I asked Joe, how has the Mannino restaurant brand been able to sustain close to three decades of operation? As Joe explains it, “as hands on owners, we treat every day as if it were our first. We still come to work every day. It doesn’t matter how much success we’ve enjoyed. You cannot let up for a moment. Our customers, staff and business can never be taken for granted, because for every day that we’re open our reputation is at stake.”
Whenever I come to dine at Mannino’s, you’ll always find Joe, walking through the dining room, talking to his customers and making certain that every person is enjoying themselves. For me, this is the most important aspect of the restaurant business. Every customer wants to feel appreciated and that’s exactly what you can expect when you dine at any one of their restaurants. Knowing the Mannino brothers since their inception, I have grown to appreciate what it takes to build a family brand synonymous with distinctive quality and exceptional service.

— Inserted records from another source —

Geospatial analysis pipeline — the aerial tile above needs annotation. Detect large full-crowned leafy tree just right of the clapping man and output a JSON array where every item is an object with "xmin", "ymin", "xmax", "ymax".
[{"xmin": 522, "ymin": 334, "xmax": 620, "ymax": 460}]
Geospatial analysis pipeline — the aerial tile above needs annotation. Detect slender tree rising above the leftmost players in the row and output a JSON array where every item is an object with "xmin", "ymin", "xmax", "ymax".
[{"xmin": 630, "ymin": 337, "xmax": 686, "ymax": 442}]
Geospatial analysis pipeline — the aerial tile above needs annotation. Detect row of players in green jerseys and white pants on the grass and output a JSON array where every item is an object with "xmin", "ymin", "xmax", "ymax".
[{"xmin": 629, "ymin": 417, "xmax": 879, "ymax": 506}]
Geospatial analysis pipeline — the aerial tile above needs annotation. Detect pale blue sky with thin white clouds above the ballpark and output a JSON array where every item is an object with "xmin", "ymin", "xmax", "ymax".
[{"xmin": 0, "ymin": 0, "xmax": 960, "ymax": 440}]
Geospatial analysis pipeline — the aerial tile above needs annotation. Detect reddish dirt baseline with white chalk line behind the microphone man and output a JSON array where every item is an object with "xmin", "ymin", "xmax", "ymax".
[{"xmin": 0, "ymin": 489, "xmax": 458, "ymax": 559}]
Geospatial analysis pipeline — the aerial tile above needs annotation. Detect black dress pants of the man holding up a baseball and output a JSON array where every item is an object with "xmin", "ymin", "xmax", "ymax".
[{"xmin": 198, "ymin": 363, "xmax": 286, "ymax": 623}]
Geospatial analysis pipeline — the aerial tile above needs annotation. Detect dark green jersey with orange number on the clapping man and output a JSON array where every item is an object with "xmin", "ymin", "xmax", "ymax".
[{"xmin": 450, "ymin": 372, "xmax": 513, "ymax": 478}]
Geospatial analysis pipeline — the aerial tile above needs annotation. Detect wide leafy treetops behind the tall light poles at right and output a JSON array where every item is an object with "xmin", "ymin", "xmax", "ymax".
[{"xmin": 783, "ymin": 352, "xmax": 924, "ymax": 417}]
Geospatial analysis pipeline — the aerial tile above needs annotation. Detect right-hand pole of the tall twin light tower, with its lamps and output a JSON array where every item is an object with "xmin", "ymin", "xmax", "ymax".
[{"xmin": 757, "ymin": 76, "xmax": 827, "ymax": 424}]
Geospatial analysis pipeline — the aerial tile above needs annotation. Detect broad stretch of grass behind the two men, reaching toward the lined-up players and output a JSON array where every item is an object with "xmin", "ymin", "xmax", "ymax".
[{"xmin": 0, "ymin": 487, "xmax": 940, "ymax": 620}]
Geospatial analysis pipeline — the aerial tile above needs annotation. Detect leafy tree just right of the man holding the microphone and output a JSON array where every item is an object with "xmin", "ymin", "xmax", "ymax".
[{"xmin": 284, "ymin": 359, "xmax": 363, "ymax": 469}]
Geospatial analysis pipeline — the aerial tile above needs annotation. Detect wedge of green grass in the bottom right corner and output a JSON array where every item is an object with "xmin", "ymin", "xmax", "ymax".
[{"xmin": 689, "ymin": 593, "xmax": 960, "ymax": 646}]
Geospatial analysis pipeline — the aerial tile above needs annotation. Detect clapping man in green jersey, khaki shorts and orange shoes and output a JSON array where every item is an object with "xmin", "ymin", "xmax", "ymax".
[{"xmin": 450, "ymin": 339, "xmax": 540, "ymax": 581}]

Bringing our interview to a close, I asked Joe, what has been the secret sauce for their success? In Joe’s own words; “It’s no secret at all. My brothers and I work on making our business better every single day. We are hands-on operators and still after 28 years, when the need arises we go into the kitchen, roll up our sleeves and cook. That aside, we keep our employees engaged and stress the importance of how to best present our hospitality to our loyal clientele. The goal has been and will always be, to make certain that every single plate that is placed in front of our customers exceeds expectations.”
From their humble beginnings Joe, John and Frank have become the epitome of what success is. With desire and plenty of sacrifice, the Mannino brothers went out to earn their place as one of the most respected and recognized restaurant brands on Long Island.